Scoring for installment loans is based on the cumulative amount owed on all loans vs. the original loan balances. While it's not an "official" term, we often call that "installment utilization" here on the forums. You've gone from low installment utilization to high installment utilization. You didn't do anything wrong. It's just the nature of the beast.
As mentioned, FICO8 likes it when your installment utilization is less than 8.9%. But the gurus here feel that you'll gain points back on your mortgage well before paying down to 8.9%. It could have to do with paying down a specific portion of your mortgage, or it could simply be due to the passage of time.
The gurus here can probably offer up a specific post mortem if you can provide the original amount of the car loan, the approximate date when the mortgage reported, and the approximate date the the car loan reported as paid off.
Thanks so much..
It was a little hard to see when I just puchased a House, paid off a car and purchased a new car.. Prayerfully I can get back to where I was and above.
@Angieh wrote:Thanks so much..
It was a little hard to see when I just puchased a House, paid off a car and purchased a new car.. Prayerfully I can get back to where I was and above.
Everyone here is very helpful and will do wonders in helping you to "understand" what is nearly impossible to understand. Fortunately, it sounds like you're in a really good place with a new home, new car, and paid off car. Thus, the hit your scores have taken will have a good opportunity to rebound and you're not suffering from an inability to make the recent purchases you've concluded. You will be just fine and you will learn a lot here. Looking forward to reading your future posts and successes!

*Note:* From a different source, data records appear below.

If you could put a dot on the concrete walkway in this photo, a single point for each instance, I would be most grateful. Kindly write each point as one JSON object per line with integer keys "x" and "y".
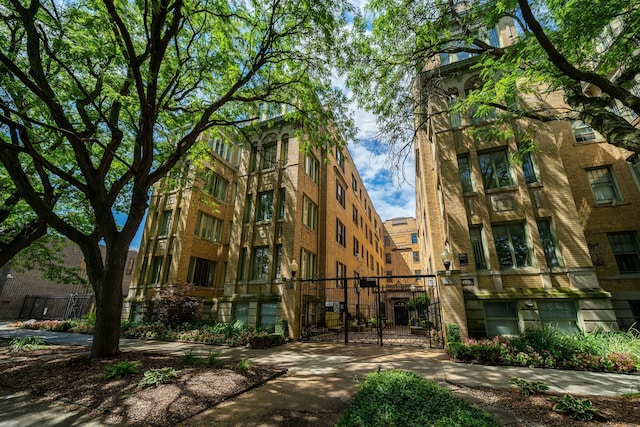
{"x": 321, "y": 378}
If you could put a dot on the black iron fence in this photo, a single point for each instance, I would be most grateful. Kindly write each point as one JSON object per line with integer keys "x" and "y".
{"x": 62, "y": 307}
{"x": 370, "y": 310}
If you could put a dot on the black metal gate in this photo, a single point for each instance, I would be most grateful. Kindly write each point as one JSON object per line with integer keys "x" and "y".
{"x": 60, "y": 307}
{"x": 370, "y": 310}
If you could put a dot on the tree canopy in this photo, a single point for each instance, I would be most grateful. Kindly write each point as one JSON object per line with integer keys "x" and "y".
{"x": 589, "y": 50}
{"x": 99, "y": 99}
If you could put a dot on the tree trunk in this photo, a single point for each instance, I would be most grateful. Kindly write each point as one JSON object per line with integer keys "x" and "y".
{"x": 107, "y": 285}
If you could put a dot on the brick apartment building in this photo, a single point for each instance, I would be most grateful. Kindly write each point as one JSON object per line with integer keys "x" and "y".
{"x": 272, "y": 207}
{"x": 521, "y": 240}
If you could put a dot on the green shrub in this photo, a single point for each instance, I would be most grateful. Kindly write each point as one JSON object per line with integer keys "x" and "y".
{"x": 266, "y": 341}
{"x": 398, "y": 398}
{"x": 213, "y": 360}
{"x": 578, "y": 409}
{"x": 243, "y": 366}
{"x": 189, "y": 359}
{"x": 282, "y": 328}
{"x": 528, "y": 387}
{"x": 121, "y": 369}
{"x": 154, "y": 377}
{"x": 453, "y": 333}
{"x": 26, "y": 344}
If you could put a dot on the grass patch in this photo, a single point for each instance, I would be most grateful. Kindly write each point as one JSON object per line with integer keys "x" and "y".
{"x": 155, "y": 377}
{"x": 121, "y": 369}
{"x": 399, "y": 398}
{"x": 26, "y": 344}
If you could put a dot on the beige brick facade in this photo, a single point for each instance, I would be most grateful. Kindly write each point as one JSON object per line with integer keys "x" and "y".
{"x": 516, "y": 232}
{"x": 283, "y": 204}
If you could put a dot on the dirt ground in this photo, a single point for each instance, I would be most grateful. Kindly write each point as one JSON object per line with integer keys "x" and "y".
{"x": 66, "y": 374}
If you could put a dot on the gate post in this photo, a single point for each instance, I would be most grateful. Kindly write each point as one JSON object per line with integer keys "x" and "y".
{"x": 452, "y": 301}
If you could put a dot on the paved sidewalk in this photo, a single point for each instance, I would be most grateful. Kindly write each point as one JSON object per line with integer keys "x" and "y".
{"x": 321, "y": 378}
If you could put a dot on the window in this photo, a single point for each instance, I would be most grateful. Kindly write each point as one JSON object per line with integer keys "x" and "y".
{"x": 308, "y": 265}
{"x": 341, "y": 273}
{"x": 501, "y": 318}
{"x": 208, "y": 227}
{"x": 165, "y": 223}
{"x": 277, "y": 262}
{"x": 282, "y": 202}
{"x": 529, "y": 169}
{"x": 242, "y": 260}
{"x": 201, "y": 272}
{"x": 260, "y": 263}
{"x": 464, "y": 167}
{"x": 268, "y": 313}
{"x": 559, "y": 314}
{"x": 241, "y": 312}
{"x": 284, "y": 149}
{"x": 248, "y": 207}
{"x": 216, "y": 186}
{"x": 549, "y": 243}
{"x": 265, "y": 206}
{"x": 477, "y": 244}
{"x": 269, "y": 155}
{"x": 511, "y": 245}
{"x": 581, "y": 131}
{"x": 309, "y": 213}
{"x": 495, "y": 169}
{"x": 312, "y": 167}
{"x": 626, "y": 251}
{"x": 341, "y": 233}
{"x": 340, "y": 193}
{"x": 455, "y": 118}
{"x": 603, "y": 185}
{"x": 340, "y": 158}
{"x": 156, "y": 269}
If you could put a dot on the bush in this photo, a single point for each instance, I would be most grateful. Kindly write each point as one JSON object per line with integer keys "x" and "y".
{"x": 26, "y": 344}
{"x": 243, "y": 366}
{"x": 453, "y": 333}
{"x": 266, "y": 341}
{"x": 121, "y": 369}
{"x": 154, "y": 377}
{"x": 405, "y": 399}
{"x": 578, "y": 409}
{"x": 528, "y": 387}
{"x": 173, "y": 306}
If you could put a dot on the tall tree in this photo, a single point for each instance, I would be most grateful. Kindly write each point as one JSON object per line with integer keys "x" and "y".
{"x": 104, "y": 97}
{"x": 589, "y": 50}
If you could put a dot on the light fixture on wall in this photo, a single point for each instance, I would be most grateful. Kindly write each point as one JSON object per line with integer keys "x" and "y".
{"x": 446, "y": 260}
{"x": 293, "y": 267}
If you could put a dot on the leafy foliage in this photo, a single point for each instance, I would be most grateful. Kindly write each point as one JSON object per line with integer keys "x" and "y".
{"x": 26, "y": 344}
{"x": 578, "y": 409}
{"x": 102, "y": 99}
{"x": 173, "y": 305}
{"x": 404, "y": 398}
{"x": 154, "y": 377}
{"x": 551, "y": 348}
{"x": 243, "y": 366}
{"x": 121, "y": 369}
{"x": 529, "y": 387}
{"x": 418, "y": 303}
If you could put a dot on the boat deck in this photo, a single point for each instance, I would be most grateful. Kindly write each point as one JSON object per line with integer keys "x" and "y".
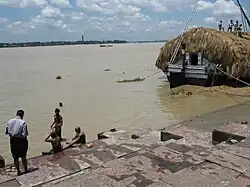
{"x": 180, "y": 156}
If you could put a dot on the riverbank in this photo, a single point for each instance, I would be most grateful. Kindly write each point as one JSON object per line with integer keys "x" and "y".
{"x": 149, "y": 157}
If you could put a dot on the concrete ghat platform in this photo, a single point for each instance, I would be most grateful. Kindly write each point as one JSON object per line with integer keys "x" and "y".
{"x": 181, "y": 156}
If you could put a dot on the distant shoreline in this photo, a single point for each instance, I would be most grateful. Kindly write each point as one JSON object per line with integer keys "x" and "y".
{"x": 60, "y": 43}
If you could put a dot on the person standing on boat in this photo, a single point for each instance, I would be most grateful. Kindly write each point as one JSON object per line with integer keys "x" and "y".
{"x": 57, "y": 124}
{"x": 230, "y": 26}
{"x": 18, "y": 132}
{"x": 236, "y": 26}
{"x": 220, "y": 26}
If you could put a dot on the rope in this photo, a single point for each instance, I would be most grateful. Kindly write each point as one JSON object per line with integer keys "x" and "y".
{"x": 185, "y": 28}
{"x": 152, "y": 74}
{"x": 233, "y": 76}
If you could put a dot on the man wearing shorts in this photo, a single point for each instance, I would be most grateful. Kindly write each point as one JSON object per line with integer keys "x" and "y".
{"x": 18, "y": 131}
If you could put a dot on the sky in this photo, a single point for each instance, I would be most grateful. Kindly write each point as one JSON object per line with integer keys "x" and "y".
{"x": 46, "y": 20}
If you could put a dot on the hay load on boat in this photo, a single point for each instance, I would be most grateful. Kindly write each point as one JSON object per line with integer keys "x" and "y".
{"x": 206, "y": 49}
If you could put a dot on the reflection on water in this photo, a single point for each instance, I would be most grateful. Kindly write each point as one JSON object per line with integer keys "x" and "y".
{"x": 91, "y": 96}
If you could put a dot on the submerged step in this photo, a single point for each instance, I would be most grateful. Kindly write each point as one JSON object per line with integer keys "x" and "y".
{"x": 221, "y": 136}
{"x": 165, "y": 136}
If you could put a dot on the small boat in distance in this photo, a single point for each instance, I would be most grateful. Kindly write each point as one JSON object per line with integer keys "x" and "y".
{"x": 106, "y": 45}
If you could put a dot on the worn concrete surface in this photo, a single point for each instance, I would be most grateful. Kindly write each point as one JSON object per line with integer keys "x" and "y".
{"x": 119, "y": 161}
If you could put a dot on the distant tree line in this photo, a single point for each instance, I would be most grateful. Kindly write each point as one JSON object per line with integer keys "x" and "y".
{"x": 53, "y": 43}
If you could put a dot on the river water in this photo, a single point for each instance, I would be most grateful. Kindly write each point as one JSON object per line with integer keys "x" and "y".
{"x": 91, "y": 96}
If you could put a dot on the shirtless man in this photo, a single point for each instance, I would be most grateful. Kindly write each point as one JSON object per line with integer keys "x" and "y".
{"x": 55, "y": 142}
{"x": 57, "y": 124}
{"x": 80, "y": 138}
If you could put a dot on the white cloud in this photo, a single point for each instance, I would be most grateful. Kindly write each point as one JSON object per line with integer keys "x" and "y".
{"x": 111, "y": 19}
{"x": 51, "y": 12}
{"x": 210, "y": 20}
{"x": 24, "y": 3}
{"x": 60, "y": 3}
{"x": 220, "y": 7}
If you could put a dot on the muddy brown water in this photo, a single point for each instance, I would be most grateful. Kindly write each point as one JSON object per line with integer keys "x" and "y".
{"x": 91, "y": 96}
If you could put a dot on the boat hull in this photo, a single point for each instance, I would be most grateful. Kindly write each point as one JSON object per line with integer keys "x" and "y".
{"x": 193, "y": 75}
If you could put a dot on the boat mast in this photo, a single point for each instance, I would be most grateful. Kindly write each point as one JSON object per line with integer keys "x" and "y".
{"x": 243, "y": 16}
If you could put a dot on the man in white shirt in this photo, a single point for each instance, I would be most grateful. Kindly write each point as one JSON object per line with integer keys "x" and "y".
{"x": 18, "y": 131}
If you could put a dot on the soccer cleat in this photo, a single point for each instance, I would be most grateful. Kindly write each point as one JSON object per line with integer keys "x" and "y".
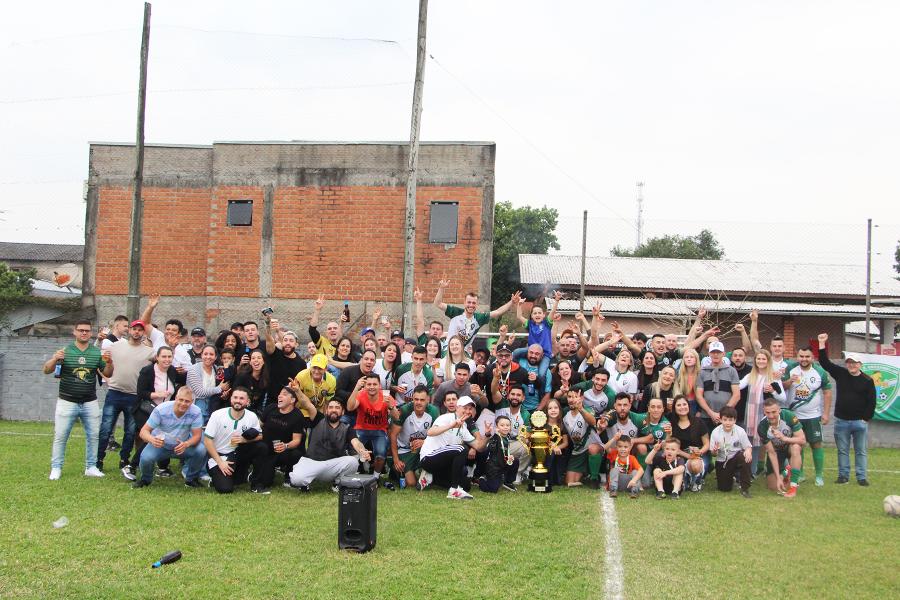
{"x": 93, "y": 472}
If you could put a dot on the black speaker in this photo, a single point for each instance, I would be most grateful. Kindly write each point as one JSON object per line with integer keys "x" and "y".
{"x": 357, "y": 512}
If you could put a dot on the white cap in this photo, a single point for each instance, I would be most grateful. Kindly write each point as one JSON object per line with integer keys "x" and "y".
{"x": 465, "y": 400}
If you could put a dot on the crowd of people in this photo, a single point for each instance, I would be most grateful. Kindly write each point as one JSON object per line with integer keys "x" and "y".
{"x": 629, "y": 413}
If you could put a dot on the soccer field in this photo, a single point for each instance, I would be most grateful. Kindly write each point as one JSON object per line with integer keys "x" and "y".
{"x": 831, "y": 542}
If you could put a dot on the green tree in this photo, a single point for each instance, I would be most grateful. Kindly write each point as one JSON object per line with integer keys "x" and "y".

The OP did not take a score hit from paying off the car loan. If the new home loan was taken on in August, it probably landed on their credit report sometime in the last 30 days. At that time, it probably took what was low overall installment loan utilization to high (99%-100%) installment loan utilization. This is the reason for the score drop.
kxkxkxx your reply above is quite misleading and you should reconsider it. The whole FICO punishes people that are debt free and/or rewards people that have debt argument here doesn't hold water. If that were really the case, the OP using that rationale would have seen a score increase from dramatically increasing their debt. We know that is not the case.
@Angieh wrote:
I paid off a $3200 balance on my car to a $0 balance and my 3 scores decreased by 19 , 17 and 5 points!!!! How is this possible? I have never been late on this car and I am baffled how this is happening! Everything I have read states paying off balances increases your scores.... I am totally devastated by this.
I just purchased my first home in August and expected my score to take a hit but never did I expect paying off a car to do this much damage....
All the info I can get would be helpful!!!
1. Paying off a loan does NOT increase your scores, so I don't know what you've been reading, but you haven't been reading this forum
2. In your case, the new mortgage may have been the reason for score decrease.
@Angieh wrote:Thanks so much..
It was a little hard to see when I just puchased a House, paid off a car and purchased a new car.. Prayerfully I can get back to where I was and above.
Now you're throwing in even more information, the purchase of a new car.
@brutalbodyshots
Not really misleading, speaking from experience....when I pay down credit cards, my score jumps...when I pay off installment loans early, my score drops (thus my punishment comment)...FICO wants to see you pay "some kind of debt"...if there is nothing on the books, nothing to report...which is a shame IMO.